70% of Facebook ad accounts have stepped on the five pits, after reading no longer need to worry about being blocked!
Facebook's advertising rules are particularly complex, and a little carelessness can hit a minefield.
70% of people ignore the following five rules when running Facebook ads, but it's likely to result in ad accounts being blocked!I suggest you're ahead of time.to avoid risk.
#1: Repeated refusal of payment
If your ad account always refuses to use payment methods, Facebook sees it as a red flag, and if this pattern continues, your account may be suspended. Your ad account is considered a "bad debt" and too many late payments or rejections can put your ad account at risk.
#2: Facebook Page Is Low Quality
Repeated violations of community guidelines on your Facebook page may result in a lower quality score on your Page, which can affect your ability to advertise.
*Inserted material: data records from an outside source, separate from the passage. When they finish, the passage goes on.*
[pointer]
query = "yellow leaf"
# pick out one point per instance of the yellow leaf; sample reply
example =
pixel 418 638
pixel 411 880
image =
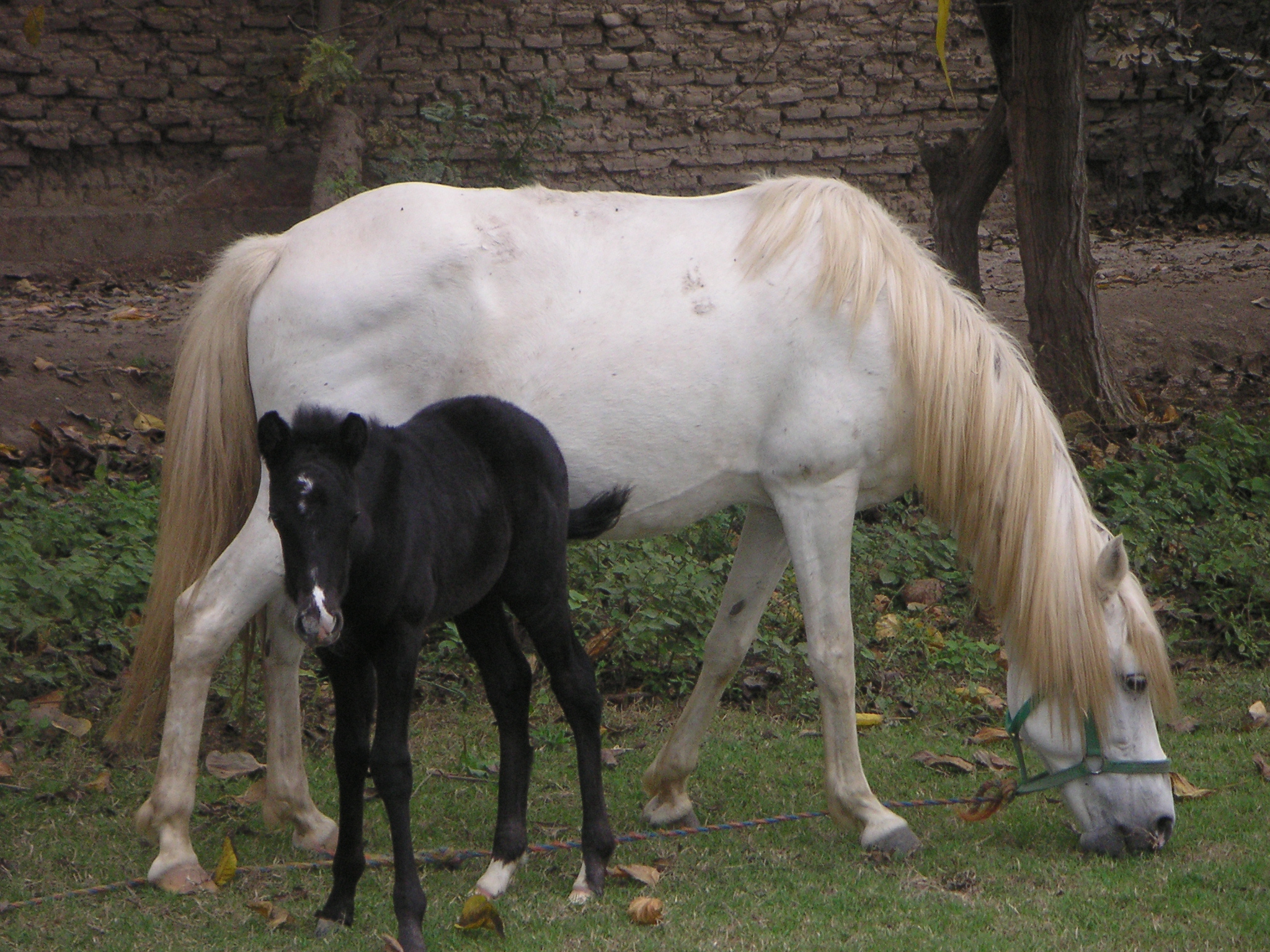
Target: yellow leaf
pixel 228 866
pixel 646 910
pixel 941 35
pixel 33 27
pixel 648 875
pixel 479 913
pixel 887 627
pixel 149 423
pixel 1185 790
Sharing misleading content such as fake news or inciting anti-social behavior may also result in your ad account being banned.
Check the status of your Facebook page
To check the quality of your Facebook page, click the More menu at the top of the page, and then select Home Content Quality from the drop-down menu.
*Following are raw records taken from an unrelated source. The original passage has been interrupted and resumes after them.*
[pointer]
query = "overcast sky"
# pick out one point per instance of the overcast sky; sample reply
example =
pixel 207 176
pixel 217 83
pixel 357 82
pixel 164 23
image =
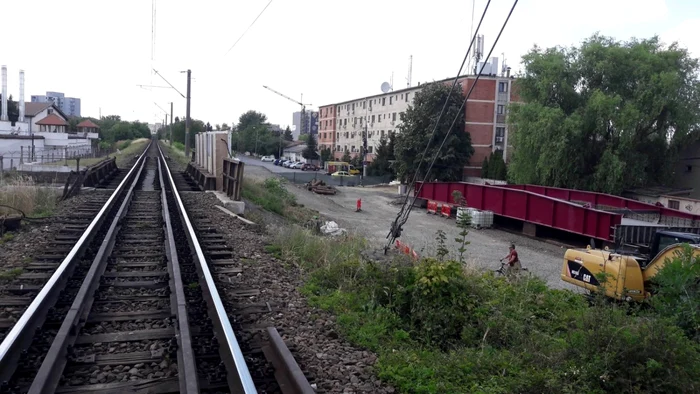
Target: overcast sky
pixel 331 51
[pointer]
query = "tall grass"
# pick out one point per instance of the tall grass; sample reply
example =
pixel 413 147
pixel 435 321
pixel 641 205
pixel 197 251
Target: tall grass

You can then see if the home page is marked as having a quality issue.
#3: Facebook and Instagram ads have lower quality ranking scores
Your ad will rate the accuracy and relevance of your target audience. Approved ads that are still considered poor quality may also cause your account to be blocked or take longer to get approved later. The quality of your ads is affected by:
Using click-induced or participatory induction:Using content that does not display all the information or induce interaction with others is considered poor quality.
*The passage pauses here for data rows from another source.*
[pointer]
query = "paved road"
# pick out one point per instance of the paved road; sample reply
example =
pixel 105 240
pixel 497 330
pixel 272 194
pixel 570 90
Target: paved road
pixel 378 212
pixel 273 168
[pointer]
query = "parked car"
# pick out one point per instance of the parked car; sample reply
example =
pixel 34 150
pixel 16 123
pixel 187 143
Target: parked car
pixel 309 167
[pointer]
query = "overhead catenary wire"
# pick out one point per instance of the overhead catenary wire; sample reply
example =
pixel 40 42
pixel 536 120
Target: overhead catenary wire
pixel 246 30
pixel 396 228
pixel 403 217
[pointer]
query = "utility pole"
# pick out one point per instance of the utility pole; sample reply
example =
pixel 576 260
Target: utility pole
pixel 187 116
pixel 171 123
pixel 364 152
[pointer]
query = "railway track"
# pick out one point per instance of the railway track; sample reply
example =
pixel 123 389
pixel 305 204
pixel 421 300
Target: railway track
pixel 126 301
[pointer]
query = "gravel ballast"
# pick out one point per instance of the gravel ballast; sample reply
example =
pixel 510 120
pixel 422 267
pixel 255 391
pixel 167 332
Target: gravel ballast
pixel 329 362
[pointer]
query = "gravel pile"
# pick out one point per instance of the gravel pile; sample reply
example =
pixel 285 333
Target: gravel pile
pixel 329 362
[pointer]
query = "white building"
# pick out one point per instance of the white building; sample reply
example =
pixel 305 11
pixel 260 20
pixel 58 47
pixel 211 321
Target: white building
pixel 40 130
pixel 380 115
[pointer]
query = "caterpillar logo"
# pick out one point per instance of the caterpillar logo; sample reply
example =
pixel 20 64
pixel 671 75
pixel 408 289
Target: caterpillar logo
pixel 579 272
Too much text on the picture:Facebook allows ads to run more than 20 percent of their text on images, but it says the quality of the ads is low, which reduces coverage and ad quality scores. To see if the Chinese word in the image is too high, use Facebook's image text checker.
View the quality ranking of your ads
You can check your ads' quality scores in the Ads Manager section of Facebook. This quality rating score is one of three measures that have been replaced with the relevant score.
#4: Poor quality of landing pages
Facebook filters all links to websites or downloads to make sure they follow the same ad rules. Facebook will scan your landing pages and apply the same filtering tools to landing pages, including:
Pop-ups or too much interference
Not enough information or a lot of ads
Misleading or ad-related content
Link failure, poor image quality, video can't be played, etc.
View your landing pages using the Facebook Link debug tool
Facebook's shared debugger can view information Facebook gets from a link or login page. If your landing page appears to comply with Facebook policy and is still rejected when used with your ad, use the debug tool to make sure that the information you get is correct and that there are no labeling terms or policy violations page descriptions or data.
Use this tool, then paste your URL into the search box and click Debug.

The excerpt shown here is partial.